As coronavirus ran rampant and record jobless numbers piled up, the nation’s health insurers last week readied for a major announcement: The Trump administration was reopening Obamacare to millions of newly uninsured Americans.

It was an announcement that never came.

The White House instead rejected the prospect of allowing new sign-ups across the 38 Affordable Care Act marketplaces it controls – a decision that shocked the health care industry, triggered widespread criticism and prompted a scramble within the administration to find a new way to care for the growing population left exposed to the pandemic.

It’s also one that allowed Trump to sidestep an awkward reckoning with the Affordable Care Act that he’s long vowed to kill, and the health care program bearing the name of his Democratic predecessor. The president personally opposed reopening the Obamacare marketplaces when presented with the option, one person familiar with the decision said – prompting the creation of a new initiative that federal officials are now rushing to construct.

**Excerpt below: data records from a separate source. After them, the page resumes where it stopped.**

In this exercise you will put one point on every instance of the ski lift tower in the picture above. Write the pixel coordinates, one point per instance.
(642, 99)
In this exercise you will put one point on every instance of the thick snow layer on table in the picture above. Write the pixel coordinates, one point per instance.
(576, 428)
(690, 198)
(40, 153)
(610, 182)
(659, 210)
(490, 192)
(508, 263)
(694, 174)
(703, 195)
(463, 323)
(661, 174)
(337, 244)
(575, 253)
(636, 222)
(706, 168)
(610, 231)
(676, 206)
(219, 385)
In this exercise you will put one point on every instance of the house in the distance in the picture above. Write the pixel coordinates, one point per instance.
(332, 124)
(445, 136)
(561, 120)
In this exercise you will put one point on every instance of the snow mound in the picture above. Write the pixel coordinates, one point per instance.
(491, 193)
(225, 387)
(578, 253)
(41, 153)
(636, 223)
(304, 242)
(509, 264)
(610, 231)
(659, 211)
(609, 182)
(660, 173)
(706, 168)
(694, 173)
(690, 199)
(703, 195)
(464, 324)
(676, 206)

“You have a perfectly good answer in front of you, and instead you’re going to make another one up,” said one Republican close to the administration. “It’s purely ideological.”

On Friday, Trump touted his administration’s plan to cover uninsured patients’ coronavirus treatments by paying hospitals for their costs, on the condition that providers also not stick those people with separate charges.

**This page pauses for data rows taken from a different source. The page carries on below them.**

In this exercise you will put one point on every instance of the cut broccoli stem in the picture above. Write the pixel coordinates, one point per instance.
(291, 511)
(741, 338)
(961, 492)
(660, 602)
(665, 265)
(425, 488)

“This should alleviate any concern uninsured Americans may have about seeking the coronavirus treatment,” Trump said during a press briefing. “So that, I think, answers the question pretty well and very much in favor of our great people.”

The rollout of the new hospital pay program capped a frenetic several days within the administration, prompted by a White House official’s confirmation Tuesday that there would be no reopening of the Obamacare markets.

That declaration surprised even some officials in the Health and Human Services Department, who believed the concept was still under consideration. And amid a crush of criticism from Democrats led by 2020 front runner Joe Biden, it worried officials who viewed the verdict as an unforced error in the middle of a historic pandemic.